Malcolm Alexander spent nearly 38 years serving a prison sentence for a crime he didn't commit, while maintaining his innocence. Eventually, he got help from the Innocence Project, who helped find the DNA evidence that finally cleared him of the crime in 2018, according to NPR. He now is fighting the state of Louisiana to receive financial compensation for the decades he lost. For Alexander, enduring yet another legal process is about more than money. It is also about rebuilding his life and having flexibility. It's still uncertain if he will ever receive money from the state. This year, a trial judge denied his initial claim for compensation. He appealed that decision. Currently, 38 states plus the District of Columbia have statutes to compensate exonerees for their wrongful convictions, but the process can take years. Frederick Clay also spent close to 38 years in prison for a wrongful conviction; he was released and exonerated in 2017. After lawsuits and years of waiting, he received $1 million from the state of Massachusetts in 2019. "Even though [the state] recognized that I didn't receive a fair trial and I was exonerated, the state did not automatically give me money," Clay said. "I had to work. I had to also file a lawsuit. And [with that lawsuit] it took time for it to go through its process and for me to receive compensation."

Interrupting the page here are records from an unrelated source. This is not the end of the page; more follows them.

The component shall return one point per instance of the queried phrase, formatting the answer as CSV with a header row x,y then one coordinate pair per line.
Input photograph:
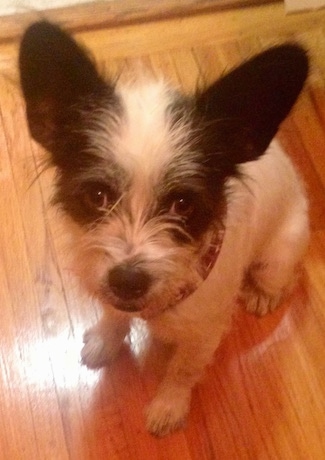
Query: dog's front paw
x,y
166,414
260,303
96,352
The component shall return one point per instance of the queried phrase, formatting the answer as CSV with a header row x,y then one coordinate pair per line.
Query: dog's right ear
x,y
55,73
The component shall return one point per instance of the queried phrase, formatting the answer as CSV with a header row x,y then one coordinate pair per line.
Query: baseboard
x,y
116,13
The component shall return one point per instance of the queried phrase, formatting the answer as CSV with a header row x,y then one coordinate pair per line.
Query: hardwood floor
x,y
263,397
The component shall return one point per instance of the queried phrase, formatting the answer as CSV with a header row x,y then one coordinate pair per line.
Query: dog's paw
x,y
165,415
259,303
96,352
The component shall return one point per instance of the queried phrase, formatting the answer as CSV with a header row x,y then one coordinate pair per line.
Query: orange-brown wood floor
x,y
263,397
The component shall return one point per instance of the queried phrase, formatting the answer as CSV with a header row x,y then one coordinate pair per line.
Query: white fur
x,y
266,236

How someone gets compensated, and how much money they receive, varies by state. There are three paths to financial compensation. Clay pursued the two most common: state statutes and federal civil rights lawsuits. Vanessa Potkin of the Innocence Project said state statutes require exonerees to prove – once again – that they are innocent, and some states limit the amount that can be paid. For others, a federal civil rights lawsuit may result in financial compensation of millions of dollars, given the right context. Jeffrey Gutman, a professor of clinical law at the George Washington University, says it hinges on demonstrating wrongdoing from a government entity. Gutman is a special correspondent with the National Registry of Exonerations, which tracks information about exonerees. "The theory being that a government agency and or a governmental actor ... it could be a prosecutor, it could be a police officer, a forensic scientist; it runs the gamut – acted in a manner that was unconstitutional," he said. "That unconstitutional misconduct caused the wrongful conviction." Some states allow exonerees to pursue only one compensation method. Other states allow both, and in states where there is no statute, a federal claim is a path forward. The third method of getting compensation is a private bill passed in state legislatures. This is the rarest method because it requires strong advocacy to legislators and compelling stories that gather public attention.